If it’s the story I recall, he ruled that it was in fact kosher, and ate a piece to back up his ruling. His wife supported him by eating a piece as well.

In what possible sense is a camel not cloven-hoofed?

The science-fiction example that bugs me was from Babylon 5. A rabbi is visiting the station, and is offered a dish of some alien fish. He equivocates about it for a few moments, then decides that the Torah doesn’t say anything about it, and starts eating. Except that the Torah does provide a complete set of criteria for water-dwelling creatures: If it lives in the water and has fins and scales, it’s kosher, and if it lives in the water and doesn’t have fins and scales, it’s not kosher, with no water-dwellers having ambiguous status. So instead of equivocating, he should have just asked whether it had fins and scales.

Chronos:

In the sense that half of its foot is padded with skin on the bottom, making it effectively more of a claw than a hoof. What toes it has are split, that’s true, but it’s not (halachically) a true hoof.

As to the OP, I suppose if the species is genuinely new, and produces young of its own kind, then if it has the characteristics of Kosher mammals, it would likely be accepted as Kosher. However, if it is interfertile with the non-kosher “parent” species, then it would probably be considered to still be a member of the forbidden species despite those characteristics. A freakish member, perhaps, but not distinct enough to be considered a new (and Kosher) animal.

I would rather they genetically engineer human beings away from having silly beliefs about not eating pork, rather than tampering with my barbecue.

Chaim,

Might not the rule of “haYotzei min haTamei, Tamei*…” come into play? So that even if you could genetically engineer a pig fetus to be a ruminant, having come from standard pig parents, it would still be non-kosher.

Or am I totally wrong on this?
Zev Steinhardt

(*Translation: That which comes from something nonkosher is nonkosher).

The OP is laboring under the assumption that the laws of what is/isn’t kosher follow some kind of rigorously consistent logic . . . and all you have to do is alter reality, and the laws are altered as well. I haven’t found that to be the case in any religion.

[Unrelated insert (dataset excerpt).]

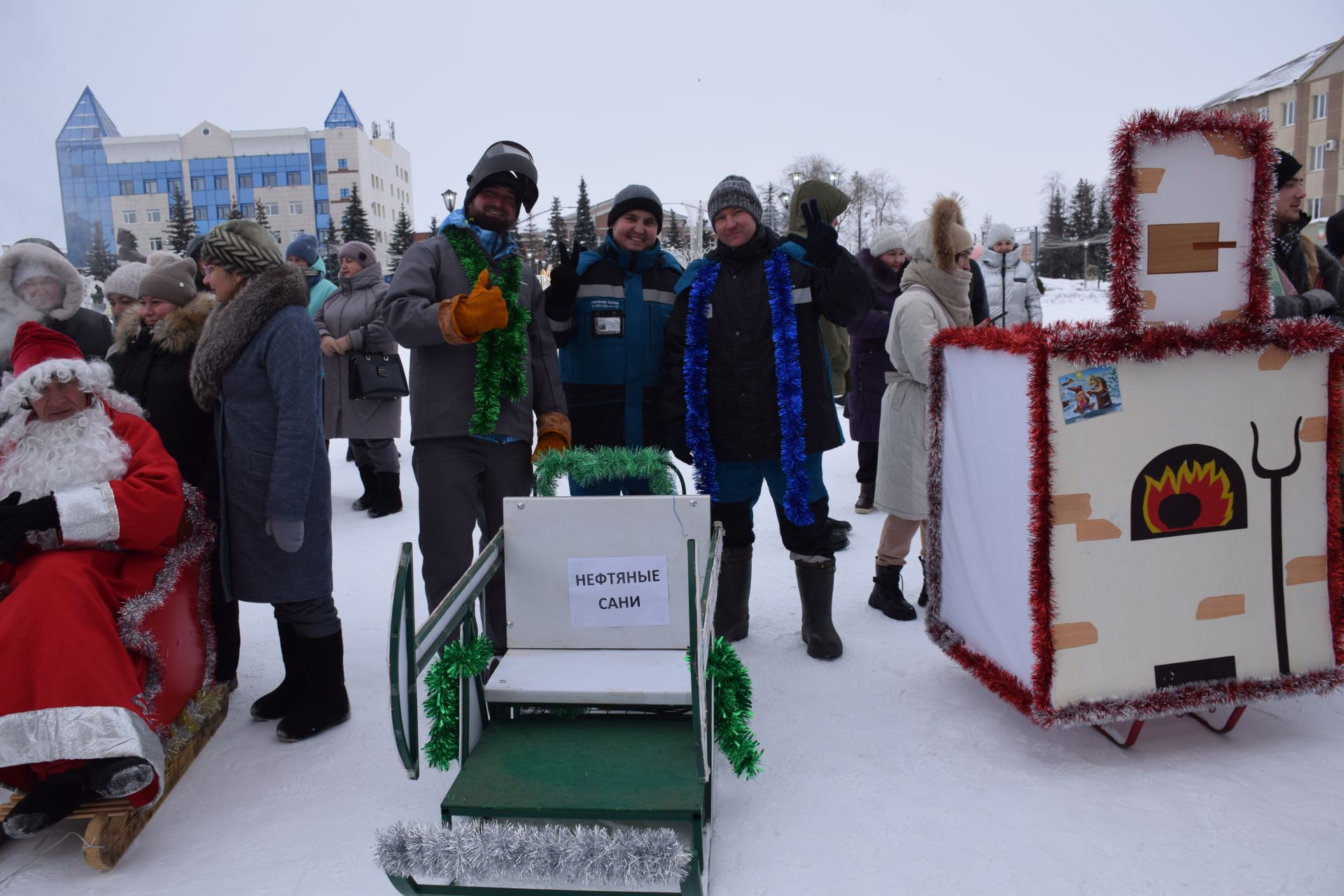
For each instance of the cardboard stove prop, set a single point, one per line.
(1155, 500)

I asked a genetic engineer that question in high school. I think the answer was something like, “Uh, it would be pretty hard to change a pig’s entire digestive system, uh… maybe you’ll do it when you grow up.”

Later someone told me that a deformed animal is automatically not kosher, and a an extremely modified creature like a cud-chewing pig would be considered deformed.

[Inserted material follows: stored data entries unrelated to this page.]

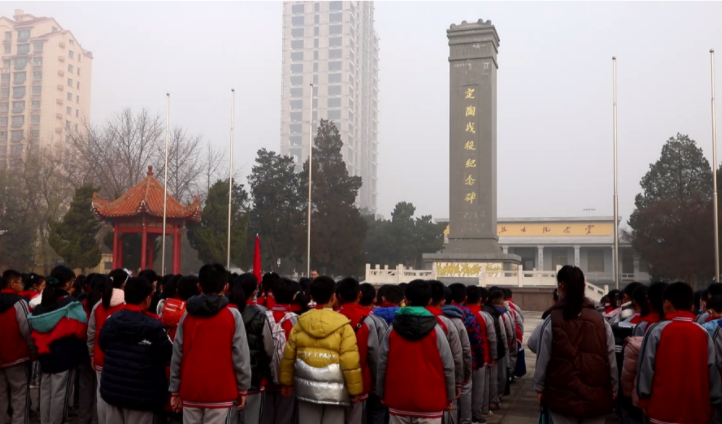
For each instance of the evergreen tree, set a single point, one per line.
(74, 237)
(210, 236)
(338, 229)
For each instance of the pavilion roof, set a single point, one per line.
(146, 197)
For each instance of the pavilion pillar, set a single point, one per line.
(176, 250)
(143, 246)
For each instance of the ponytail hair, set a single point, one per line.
(59, 277)
(574, 288)
(116, 279)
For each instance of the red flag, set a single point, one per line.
(257, 260)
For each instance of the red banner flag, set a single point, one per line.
(257, 260)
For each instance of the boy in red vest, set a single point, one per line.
(671, 391)
(211, 365)
(16, 350)
(364, 326)
(416, 375)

Doesn’t G-d specifically state, “The pig is not for you.”?
:slight_smile:

zev:

I don’t know, I was just assuming we were referring to an entirely artificial lifeform, with part of the original DNA having been from a pig, but other parts substantially altered. I suppose if it’s actually born from a sow that principal would apply.

unless the muscle cells with their dying gasp all release a few molecules of smoke flavoring. :smiley:

Hooray for Science!

Who needs genetic engineering? What about mulefoot pigs?

By that reasoning, no animals are kosher, since every animal which is otherwise kosher today was ultimately descended (if one goes far enough back) from ancestors which were not kosher.